Türkiye’de gençlerin imkan olursa yurt dışında yaşama isteği, son dönemde yapılan her gençlik araştırmasında ele alınan bir konu.
VOA Türkçe’nin Londra’da karşılaştığı Türk gençleri o hayali, birkaç yıl önce gerçekleştirerek Londra’ya gelip yerleşmiş olanlar. Onları harekete geçiren ortak şikayetleri, mezun oldukları üniversitelerin diplomalarıyla bir iş bulsalar bile düşük ücret ya da 'liyakatsiz hiyerarşi' gibi nedenlerle Türkiye’nin bir umut vadetmemesi.

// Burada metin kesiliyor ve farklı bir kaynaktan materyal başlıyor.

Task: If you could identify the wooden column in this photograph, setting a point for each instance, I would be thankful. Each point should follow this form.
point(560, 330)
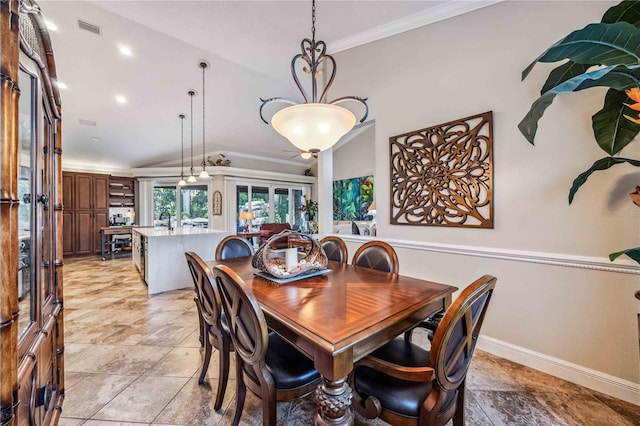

Your browser doesn’t support HTML5
Mühendis diplomalı çekçekçiler
Aralarında makine, jeofizik mühendisleri, turizm otelcilik mezunu, sanat tarihi ve işletme mezunu var. Londra’nın turistik yerlerinde kendi zevklerine göre rengarenk süsledikleri çekçeklerle turist gezdirip hayatlarını kazanıyorlar.
İstanbul’dan geldiğini söyleyen Melih Vuraler, kırmızı peluşla, disko topuyla süslediği şarjlı çekçekiyle turistlerin dikkatini çektiğini, böylece mezun olduğu Turizm Otelcilik Bölümü’ne uygun bir iş yapmakla avunduğunu anlatıyor.
Marmara Üniversitesi İşletme Fakültesi mezunu Ömer Yıldırım ise çekçek işinde beş yılı geride bıraktığını söylüyor ve “belki işletmecilik becerileriyle bu işte büyümeyi denerim,” diyor.
“Diploma duvara asılmaktan başka işe yaramıyor”
Sanat Tarihi Bölümü'nü “bitirseydim bile sadece duvarda bir diplomam olurdu” diyerek, daha birinci sınıftayken okulu terk ettiğini söyleyen Emre, “şimdi hiç olmazsa kimsenin emrinde çalışmıyorum ve kendi çalışma saatlerimi kendim belirliyorum” diye konuşuyor.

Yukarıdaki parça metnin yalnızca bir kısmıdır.